Project 2 - Every Breath You Take


Visualization link

Sai Krishnan Thiruvarpu Neelakantan
Praveen Chandrasekaran
Varsha Jayaraman
Abdullah Aleem

Purpose of the project:
`I’m supposed to be in school, but instead I’m out here trying to make sure that my kids don’t grow up in a wasteland.` — Arielle Geismar, 17, An excerpt from The New York Times.
The above statement was stated by a teen student from Manhattan concerning the Climate Change. When many such youngsters took to the roads on March the sixteenth, concerned about their progeny at such a young age, we know that something is really not going the way it should. Today, Climate Change is an impending doom that we are facing collectively. It is not something that we can afford to be negligent or ignorant about.
But, is it just a myth? Are we really doomed? Where's the proof? If true, how do we go about it? What do we do about it? WHAT DO WE KNOW ABOUT IT?
In this epoch, there's very little that we cannot do to help or change any situation for the better. This is that time, wherein we can conquer the world by just clicking a few keys on our electronic devices. But how do we use this super power to solve our crisis? By studying data, by drawing meaningful patterns from it, by infering a sequence of events correlating a consequence which could serve as a forewarning to us, thus saving millions in terms of nature and other resources.
This is precisely what we aim to do with our Project, Every Breath We Take. We have collated the Air Quality Index data of The United States of America to kickoff what could serve as a forceful reminder of where we are headed with respect to Our Existence. We have collected data regarding various attributes which correspond to the Air Quality Index such as Wind Speed, Temperature, Levels of various Pollutants in the air such as Carbon-Monoxise, Nitrous Oxide, Sulphur-Dioxide, Ozone, etc. We have analysed the trends of the above stated components over the span of the last forty years to establish a significant change in our ecosystem. We have toyed with the data from all angles and explored various means of communicating this with our Brethren.

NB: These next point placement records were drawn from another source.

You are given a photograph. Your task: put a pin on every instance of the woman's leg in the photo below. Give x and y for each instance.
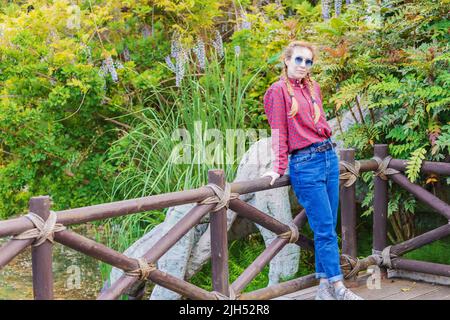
(308, 179)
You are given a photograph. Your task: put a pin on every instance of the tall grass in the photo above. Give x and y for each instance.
(144, 156)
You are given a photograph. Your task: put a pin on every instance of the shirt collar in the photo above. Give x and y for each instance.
(295, 82)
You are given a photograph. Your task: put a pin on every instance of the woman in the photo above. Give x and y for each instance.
(294, 110)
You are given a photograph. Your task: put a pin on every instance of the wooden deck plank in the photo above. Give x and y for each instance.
(415, 289)
(440, 292)
(391, 289)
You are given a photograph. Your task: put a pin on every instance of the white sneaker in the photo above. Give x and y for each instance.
(325, 292)
(344, 293)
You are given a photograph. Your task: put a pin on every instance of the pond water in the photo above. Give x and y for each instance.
(75, 275)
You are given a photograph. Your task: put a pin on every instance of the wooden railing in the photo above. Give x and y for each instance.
(220, 196)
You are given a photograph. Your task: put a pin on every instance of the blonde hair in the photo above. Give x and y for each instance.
(287, 54)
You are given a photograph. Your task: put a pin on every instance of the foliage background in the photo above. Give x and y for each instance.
(92, 89)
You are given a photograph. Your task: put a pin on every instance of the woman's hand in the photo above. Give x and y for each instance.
(274, 175)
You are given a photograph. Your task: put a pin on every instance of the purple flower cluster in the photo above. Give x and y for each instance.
(199, 50)
(218, 44)
(109, 66)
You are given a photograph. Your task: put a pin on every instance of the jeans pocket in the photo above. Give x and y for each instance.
(300, 158)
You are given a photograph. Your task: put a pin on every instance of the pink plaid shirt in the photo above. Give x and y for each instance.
(289, 134)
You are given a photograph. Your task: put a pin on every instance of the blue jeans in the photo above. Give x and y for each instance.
(315, 180)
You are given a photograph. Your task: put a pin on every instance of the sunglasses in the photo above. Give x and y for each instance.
(298, 61)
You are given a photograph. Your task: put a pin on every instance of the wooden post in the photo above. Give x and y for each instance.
(219, 239)
(380, 207)
(348, 210)
(41, 256)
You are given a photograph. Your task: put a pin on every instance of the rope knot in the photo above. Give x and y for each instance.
(351, 174)
(44, 230)
(144, 269)
(383, 171)
(221, 197)
(221, 296)
(386, 256)
(292, 234)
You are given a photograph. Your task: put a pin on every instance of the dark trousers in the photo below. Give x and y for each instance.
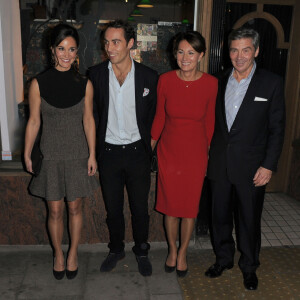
(128, 165)
(246, 205)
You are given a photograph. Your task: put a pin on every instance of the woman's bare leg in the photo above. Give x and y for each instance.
(56, 228)
(75, 225)
(187, 227)
(171, 225)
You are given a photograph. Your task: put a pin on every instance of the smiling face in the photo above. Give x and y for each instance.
(242, 54)
(65, 54)
(116, 46)
(187, 57)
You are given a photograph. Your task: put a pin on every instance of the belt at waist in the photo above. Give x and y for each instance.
(135, 145)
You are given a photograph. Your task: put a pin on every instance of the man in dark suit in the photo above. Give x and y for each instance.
(125, 103)
(244, 152)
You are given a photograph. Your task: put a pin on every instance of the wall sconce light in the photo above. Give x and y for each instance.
(145, 4)
(131, 19)
(136, 13)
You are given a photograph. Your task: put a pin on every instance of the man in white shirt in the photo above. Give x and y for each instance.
(125, 103)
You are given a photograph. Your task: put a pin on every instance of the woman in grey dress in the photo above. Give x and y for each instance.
(63, 100)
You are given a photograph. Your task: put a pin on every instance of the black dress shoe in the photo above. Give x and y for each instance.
(216, 270)
(144, 264)
(181, 273)
(111, 261)
(71, 274)
(250, 281)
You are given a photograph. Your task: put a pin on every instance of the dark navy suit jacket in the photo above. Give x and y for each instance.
(256, 136)
(145, 101)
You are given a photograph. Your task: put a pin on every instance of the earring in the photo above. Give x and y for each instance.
(53, 60)
(76, 63)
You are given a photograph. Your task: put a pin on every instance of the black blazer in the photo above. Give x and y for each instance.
(145, 103)
(256, 136)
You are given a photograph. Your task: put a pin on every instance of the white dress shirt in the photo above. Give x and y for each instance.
(234, 95)
(122, 124)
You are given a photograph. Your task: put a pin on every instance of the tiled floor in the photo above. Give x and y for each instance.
(280, 223)
(279, 273)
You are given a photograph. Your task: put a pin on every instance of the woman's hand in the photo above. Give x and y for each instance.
(92, 166)
(153, 144)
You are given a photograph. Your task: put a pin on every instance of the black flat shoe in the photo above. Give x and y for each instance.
(216, 270)
(71, 274)
(58, 275)
(181, 273)
(169, 269)
(144, 265)
(250, 281)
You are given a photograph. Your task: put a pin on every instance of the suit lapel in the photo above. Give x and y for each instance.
(248, 98)
(223, 83)
(105, 88)
(139, 87)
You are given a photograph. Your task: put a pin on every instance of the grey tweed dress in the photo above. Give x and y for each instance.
(64, 171)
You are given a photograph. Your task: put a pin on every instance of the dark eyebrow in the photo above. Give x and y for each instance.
(114, 40)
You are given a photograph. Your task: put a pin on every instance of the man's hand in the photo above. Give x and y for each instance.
(262, 176)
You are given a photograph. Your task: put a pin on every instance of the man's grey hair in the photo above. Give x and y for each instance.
(244, 33)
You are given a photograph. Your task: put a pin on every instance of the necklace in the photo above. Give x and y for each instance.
(188, 84)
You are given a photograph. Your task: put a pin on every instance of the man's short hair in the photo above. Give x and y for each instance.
(244, 33)
(128, 29)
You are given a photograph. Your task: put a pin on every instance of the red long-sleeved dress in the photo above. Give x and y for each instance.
(184, 122)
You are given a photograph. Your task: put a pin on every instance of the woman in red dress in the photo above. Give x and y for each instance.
(184, 125)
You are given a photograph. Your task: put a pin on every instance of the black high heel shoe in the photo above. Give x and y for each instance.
(181, 273)
(71, 274)
(58, 275)
(169, 269)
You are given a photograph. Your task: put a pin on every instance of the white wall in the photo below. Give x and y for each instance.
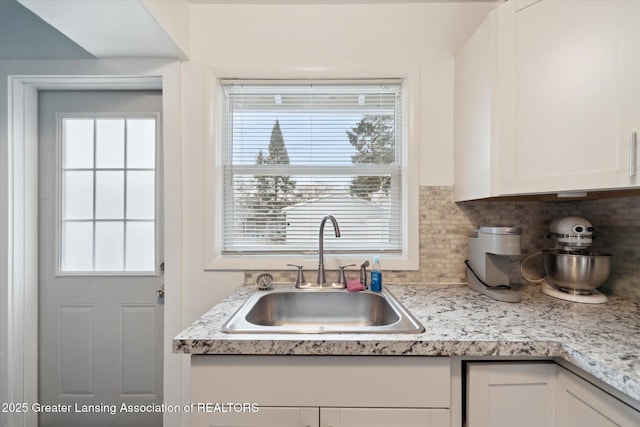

The application analyses the Air Quality data for different states and counties across the US from 1990-2018. The Air Quality data has been categorized into Annual, Daily, Hourly data files. The application analyses the same data in multiple ways (Pie Chart, Bar Chart, Line Chart, HeatMap, Table) to derive insights from the changing trends over the years. Apart from analysing the Air Quality for the US, this application also analyses the Air Quality data for Hong Kong as well. We have experimented with different layouts considering user experience as well.

Once you click on the link, the application will consist of five tabs on the sidebar for navigation purposes. The detailed description of the tab functionalities are as follows.

Annual Data:
Under Annual Tab, the application enables the user to choose a year from 1990 to 2018, then a State and County (either from the default list or from the list of all state/counties)
1) The user will be able to see the AQI Category days and Pollutant Data in Pie Chart, Bar Chart, and Table format.
2) The user will then be able to see the changing trends in pollutants and AQI values over the years from 1990 to 2018. The user has the option here to choose what pollutant/Type of AQI values to plot in the line graph.
3) Then, we have these data displayed in the format of a table in terms of percentage, the user can search for a particular year.
4) The application then displays the heat map for the pollutants, this heat map displays the relative badness of the selected pollutant across the US. The user can choose the pollutant from the options to see that pollutant's effect across the US. The user has the slider to choose to rank the number of relatively badly affected counties for that pollutant. For example, if the user sets the slider to 100, then the map shows the top 100 counties that are most affected by that selected pollutant. Apart from this, the user has the option to choose the heat map color and value breaks. The user can also hover over the map to see the details of each county.
5) The same kind of heat map is given for the AQI values. The user can choose between Max AQI values, 90th Percentile, and Median AQI value for the selected year. The user also has the option to choose the color and breaks here as well.
6) The user will see a county map to show the location of that particular county in the United States.

Daily Data :
Now under Daily Data tab,
1) The user will be able to see a stacked bar chart which shows the contribution of each AQI days in percentage for each month of the selected year.
2) Then, the user can see a line chart which shows the AQI value of each day in the selected year with a major pollutant of that day.
3) Also, the user will be able to see the table of the contribution of each AQI days for each month of the selected year.

Hourly Data:
This functionality is available only for the year 2018. The user can choose any date from the date picker given in the tab. Once the user chooses the data, the application loads the list of data available for that particular date chosen (Pollutants, Wind, and Temp). From the checkboxes, the user can select any number of plots that to be plotted in the line graph to compare the pollutants along with Wind and Temperature data. The user can also choose the units in which he can view the data.

Hong Kong:
The data is available for the last 90 days for the country. The user can choose any of the dates from the data picker given. Once the user chooses a site(location), the available data for that date loads and the user can select from the checkboxes the pollutants which are to be plotted. The daily and monthly data is also plotted in the line graph for Hong Kong. Also, the user will be able to see the location of the Site chosen in a Leaflet map.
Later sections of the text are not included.